论文标题
通过学习特征诱导奖励学习的结构
Inducing Structure in Reward Learning by Learning Features
论文作者
论文摘要
奖励学习使机器人能够从人类的投入中学习适应性的行为。传统方法将奖励建模为手工制作功能的线性函数,但这需要指定所有相关功能先验的功能,这对于现实世界任务是不可能的。为了解决这个问题,最近的深层增强学习(IRL)方法直接从原始状态中学习奖励,但这是充满挑战的,因为机器人必须隐含地学习重要的特征以及如何同时学习它们。取而代之的是,我们提出了一种鸿沟和征服方法:专门将人类的投入专门用于分别学习特征,然后学习如何将它们结合成奖励。我们介绍了一种新型的人类输入,用于教学功能和一种利用它来从原始状态空间中学习复杂功能的算法。然后,机器人可以使用演示,更正或其他奖励学习框架学习如何将它们组合成奖励。我们在设置中演示了我们的方法,其中必须从头开始学习所有功能以及某些功能已知的位置。首先将人的输入专门针对该特征,我们的方法降低了样本的复杂性,并改善了对深室基线的奖励的概括。我们在使用物理7DOF机器人操纵器以及在模拟环境中进行的用户研究中进行了实验。

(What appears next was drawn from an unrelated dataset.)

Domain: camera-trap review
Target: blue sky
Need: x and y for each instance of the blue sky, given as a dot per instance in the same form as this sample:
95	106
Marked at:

Reward learning enables robots to learn adaptable behaviors from human input. Traditional methods model the reward as a linear function of hand-crafted features, but that requires specifying all the relevant features a priori, which is impossible for real-world tasks. To get around this issue, recent deep Inverse Reinforcement Learning (IRL) methods learn rewards directly from the raw state but this is challenging because the robot has to implicitly learn the features that are important and how to combine them, simultaneously. Instead, we propose a divide and conquer approach: focus human input specifically on learning the features separately, and only then learn how to combine them into a reward. We introduce a novel type of human input for teaching features and an algorithm that utilizes it to learn complex features from the raw state space. The robot can then learn how to combine them into a reward using demonstrations, corrections, or other reward learning frameworks. We demonstrate our method in settings where all features have to be learned from scratch, as well as where some of the features are known. By first focusing human input specifically on the feature(s), our method decreases sample complexity and improves generalization of the learned reward over a deepIRL baseline. We show this in experiments with a physical 7DOF robot manipulator, as well as in a user study conducted in a simulated environment.